Modeling reinforcement learning of human participant using PyMC3

Thanks for the help so far with this model!

I am fitting a reinforcement learning model to human behavior in a hierarchical learning task. The model selects actions based on action values (Q-values), which are calculated from trial-by-trial reward prediction errors (RPEs) based on action feedback.

The data can be found here.

import pymc3 as pm
import theano
import theano.tensor as T

import matplotlib.pyplot as plt
import pandas as pd
import numpy as np


# Sampling
n_samples = 100
n_tune = 50
n_cores = 1
n_chains = 1

# Get data
n_seasons, n_TS, n_aliens, n_actions = 3, 3, 4, 3
n_trials, n_subj = 440, 31
alien_initial_Q = 0.12
seasons = T.as_tensor_variable(pd.read_csv("seasons.csv"))  # stimulus part 1
aliens = T.as_tensor_variable(pd.read_csv("aliens.csv"))  # stimulus part 2
actions = T.as_tensor_variable(pd.read_csv("actions.csv"))  # participants' selected actions
rewards = T.as_tensor_variable(pd.read_csv("rewards.csv"))  # participants' received rewards

trials, subj = np.meshgrid(range(n_trials), range(n_subj))
trials = T.as_tensor_variable(trials.T)
subj = T.as_tensor_variable(subj.T)

# Fit model
with pm.Model() as model:

    # RL parameters: softmax temperature beta; learning rate alpha; Q-value forgetting
    beta_mu = pm.Uniform('beta_mu', lower=0, upper=5, testval=1.25)
    beta_sd = pm.Uniform('beta_sd', lower=0, upper=5, testval=0.1)
    beta_matt = pm.Normal('beta_matt', mu=0, sd=1, shape=n_subj, testval=np.random.choice([-0.1, 0, 0.1], n_subj))
    beta = pm.Deterministic('beta', beta_mu + beta_sd * beta_matt)

    alpha_mu = pm.Uniform('alpha_mu', lower=0, upper=1, testval=0.15)
    alpha_sd = pm.Uniform('alpha_sd', lower=0, upper=1, testval=0.05)
    alpha_matt = pm.Normal('alpha_matt', mu=0, sd=1, shape=n_subj, testval=np.random.choice([-1, 0, 1], n_subj))
    alpha = pm.Deterministic('alpha', alpha_mu + alpha_sd * alpha_matt)

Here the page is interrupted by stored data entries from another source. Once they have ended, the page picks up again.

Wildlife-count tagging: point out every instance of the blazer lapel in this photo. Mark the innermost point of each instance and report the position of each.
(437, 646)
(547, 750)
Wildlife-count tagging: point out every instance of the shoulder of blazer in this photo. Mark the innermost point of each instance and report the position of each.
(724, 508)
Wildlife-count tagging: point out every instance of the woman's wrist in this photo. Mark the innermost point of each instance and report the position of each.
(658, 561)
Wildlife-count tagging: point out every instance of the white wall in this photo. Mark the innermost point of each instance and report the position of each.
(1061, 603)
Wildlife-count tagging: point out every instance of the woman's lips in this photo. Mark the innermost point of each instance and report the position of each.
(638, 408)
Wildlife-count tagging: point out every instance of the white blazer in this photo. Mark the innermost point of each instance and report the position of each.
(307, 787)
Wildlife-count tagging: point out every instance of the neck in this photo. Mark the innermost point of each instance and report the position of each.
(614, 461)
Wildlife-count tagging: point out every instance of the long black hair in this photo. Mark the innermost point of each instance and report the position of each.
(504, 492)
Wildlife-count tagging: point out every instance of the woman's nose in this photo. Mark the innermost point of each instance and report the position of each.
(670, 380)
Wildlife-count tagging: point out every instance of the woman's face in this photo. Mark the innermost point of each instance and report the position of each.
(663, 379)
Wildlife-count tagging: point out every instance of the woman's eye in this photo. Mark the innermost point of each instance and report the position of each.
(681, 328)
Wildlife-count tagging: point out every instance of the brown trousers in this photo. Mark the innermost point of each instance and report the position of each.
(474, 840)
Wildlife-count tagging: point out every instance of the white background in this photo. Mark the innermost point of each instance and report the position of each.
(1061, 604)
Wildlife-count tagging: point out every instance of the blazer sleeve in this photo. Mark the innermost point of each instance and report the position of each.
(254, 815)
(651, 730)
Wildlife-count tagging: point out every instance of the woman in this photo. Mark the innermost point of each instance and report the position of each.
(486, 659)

    forget_mu = pm.Uniform('forget_mu', lower=0, upper=1, testval=0.06)
    forget_sd = pm.Uniform('forget_sd', lower=0, upper=1, testval=0.03)
    forget_matt = pm.Normal('forget_matt', mu=0, sd=1, shape=n_subj, testval=np.random.choice([-1, 0, 1], n_subj))
    forget = pm.Deterministic('forget', forget_mu + forget_sd * forget_matt)

    # Get the right shapes
    betas = T.tile(T.repeat(beta, n_actions), n_trials).reshape([n_trials, n_subj, n_actions])    # Q_sub.shape
    forgets = T.repeat(forget, n_TS * n_aliens * n_actions).reshape([n_subj, n_TS, n_aliens, n_actions])  # Q_low for 1 trial

    # Initialize Q-values
    Q_low0 = alien_initial_Q * T.ones([n_subj, n_TS, n_aliens, n_actions])

    # Update Q-values based on stimulus, action, and reward
    def update_Qs(season, alien, action, reward, Q_low, alpha, forget, n_subj):
        # Loop over trials: take data for all subjects, 1 single trial

        # Forget Q-values a little bit in each trial
        Q_low_new = (1 - forget) * Q_low + forget * alien_initial_Q * T.ones_like(Q_low)

        # Calculate RPE & update Q-values
        RPE_low = reward - Q_low_new[T.arange(n_subj), season, alien, action]
        Q_low_new = T.set_subtensor(Q_low_new[T.arange(n_subj), season, alien, action],
                                    Q_low_new[T.arange(n_subj), season, alien, action] + alpha * RPE_low)

        return Q_low_new


    # Get Q-values for the whole task (update Q-values in each trial)
    Q_low, _ = theano.scan(fn=update_Qs,
                           sequences=[seasons, aliens, actions, rewards],
                           outputs_info=[Q_low0],
                           non_sequences=[alpha, forgets, n_subj])

    Q_low = T.concatenate([[Q_low0], Q_low[:-1]], axis=0)  # Add first trial's Q-values, remove last trials Q-values
    T.printing.Print("Q_low")(Q_low)

    # Subset Q-values according to stimuli and responses in each trial
    Q_sub = Q_low[trials, subj, seasons, aliens]

    # First step to translate into probabilities: apply exp
    p = T.exp(betas * Q_sub)

    # Bring p in the correct shape for pm.Categorical: 2-d array of trials
    action_wise_p = p.reshape([n_trials * n_subj, n_actions])
    action_wise_actions = actions.flatten()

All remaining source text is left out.